これで左右矢印キーで画面揺れの種類を ROUGH(荒い画面揺れ)と SMOOTH(滑らかな画面揺れ)とで切り替えられるようになった。


「滑らかな画面揺れ」をテストし「荒い画面揺れ」と比較する

それでは最後に再度プロジェクトを実行し、揺れの種類を切り替えつつ、「滑らかな画面揺れ」の挙動を確認し、「荒い画面揺れ」と比較してみよう。



以上で、画面揺れの実装は完了だ。違いを感じていただけただろうか。僅かな違いな気もするが、ゲームの演出にこだわるならその場面にふさわしい揺れを採用したいものだ。



サンプルプロジェクト

さらに視覚的に画面揺れの状態を分かりやすくしたプロジェクトを別で用意した。
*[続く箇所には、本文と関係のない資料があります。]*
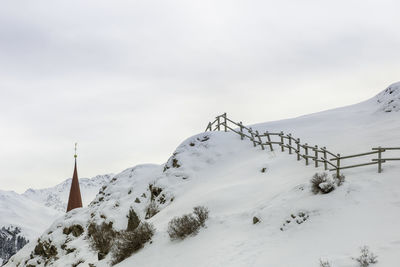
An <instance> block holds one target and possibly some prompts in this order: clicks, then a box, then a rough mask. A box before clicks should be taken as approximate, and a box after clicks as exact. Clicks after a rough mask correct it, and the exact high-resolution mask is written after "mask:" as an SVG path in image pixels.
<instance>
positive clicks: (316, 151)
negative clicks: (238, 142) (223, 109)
mask: <svg viewBox="0 0 400 267" xmlns="http://www.w3.org/2000/svg"><path fill="white" fill-rule="evenodd" d="M207 131H225V132H227V131H231V132H234V133H236V134H238V135H240V138H241V139H242V140H244V139H246V138H247V139H249V140H250V141H251V142H252V143H253V146H254V147H256V146H261V149H262V150H265V149H266V148H268V149H269V150H270V151H274V145H277V146H278V147H279V148H280V150H281V151H282V152H284V151H285V150H287V151H288V153H289V154H295V155H296V157H297V160H298V161H300V160H302V159H304V161H305V164H306V165H310V164H311V163H312V165H313V166H314V167H316V168H318V167H319V166H320V163H321V164H322V166H323V167H324V169H325V170H329V171H335V172H336V176H337V177H339V176H340V172H341V170H344V169H350V168H357V167H363V166H369V165H377V166H378V173H381V172H382V171H383V168H382V164H383V163H386V162H387V161H395V160H400V158H384V157H382V156H383V153H384V152H386V151H393V150H400V147H374V148H372V151H369V152H365V153H359V154H354V155H347V156H342V155H341V154H335V153H332V152H331V151H329V150H327V149H326V147H319V146H317V145H315V146H312V145H309V144H308V143H304V144H302V143H301V141H300V139H299V138H295V137H293V136H292V134H290V133H289V134H285V133H284V132H282V131H281V132H276V133H273V132H268V131H266V132H264V133H259V132H258V131H257V130H256V131H254V130H253V129H252V128H251V127H247V126H245V125H243V123H242V122H234V121H232V120H231V119H229V118H228V117H227V115H226V113H224V114H222V115H219V116H217V117H216V118H215V120H214V121H213V122H209V123H208V126H207V129H206V132H207ZM369 155H376V156H377V158H374V159H372V160H371V161H370V162H363V163H357V164H353V165H344V163H345V162H344V161H345V160H346V159H352V158H358V157H365V156H369Z"/></svg>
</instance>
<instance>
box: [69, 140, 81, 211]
mask: <svg viewBox="0 0 400 267" xmlns="http://www.w3.org/2000/svg"><path fill="white" fill-rule="evenodd" d="M76 146H77V143H75V155H74V158H75V168H74V175H73V176H72V182H71V190H70V191H69V199H68V206H67V212H68V211H70V210H73V209H76V208H82V197H81V190H80V189H79V180H78V171H77V168H76V158H77V157H78V156H77V154H76Z"/></svg>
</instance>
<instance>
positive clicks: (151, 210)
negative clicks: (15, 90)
mask: <svg viewBox="0 0 400 267" xmlns="http://www.w3.org/2000/svg"><path fill="white" fill-rule="evenodd" d="M158 212H159V209H158V207H157V204H156V203H155V202H154V201H151V202H150V204H149V206H148V207H147V211H146V216H145V219H150V218H151V217H153V216H154V215H156V214H157V213H158Z"/></svg>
よければ触ってみてほしい。



サンプルゲームのプロジェクトファイルは、GitHubリポジトリ に置いているので、そこから .zip ファイルをダウンロードしていただき、「Sample」フォルダ内の「project.godot」ファイルを Godot Engine でインポートすれば確認していただけるはずだ。

サンプルプロジェクトの仕様はおおよそ以下の通りだ。

  • amountプロパティとtraumaプロパティをゲージで表示
  • キーボード操作で上下左右に移動できるキャラクターを追加
    • D キー: 右
    • A キー: 左
    • W キー: 上
    • S キー: 下
  • キャラクターが踏んだら画面揺れが発生する複数のスパイクを地面に追加
  • traumaに追加する値を上矢印キーで 0.1 増加、下矢印キーで 0.1 減少(最大 1.0、最小 0.0)
  • 「ROUGH」と「SMOOTH」の揺れの種類を左上に表示
  • 左右矢印キーで「ROUGH」と「SMOOTH」の揺れの種類を切り替え
  • スペースキーでも画面揺れを発生


おわりに

今回は2Dでの画面揺れの実装について紹介した。ゲームのジャンルや場面は選ぶが、画面揺れを適用できる機会はきっと多いだろう。また、画面揺れを構成するパラメータをどう変化させれば揺れがどう変わるのかを理解すれば、利用目的に最適な画面揺れを表現することができるはずだ。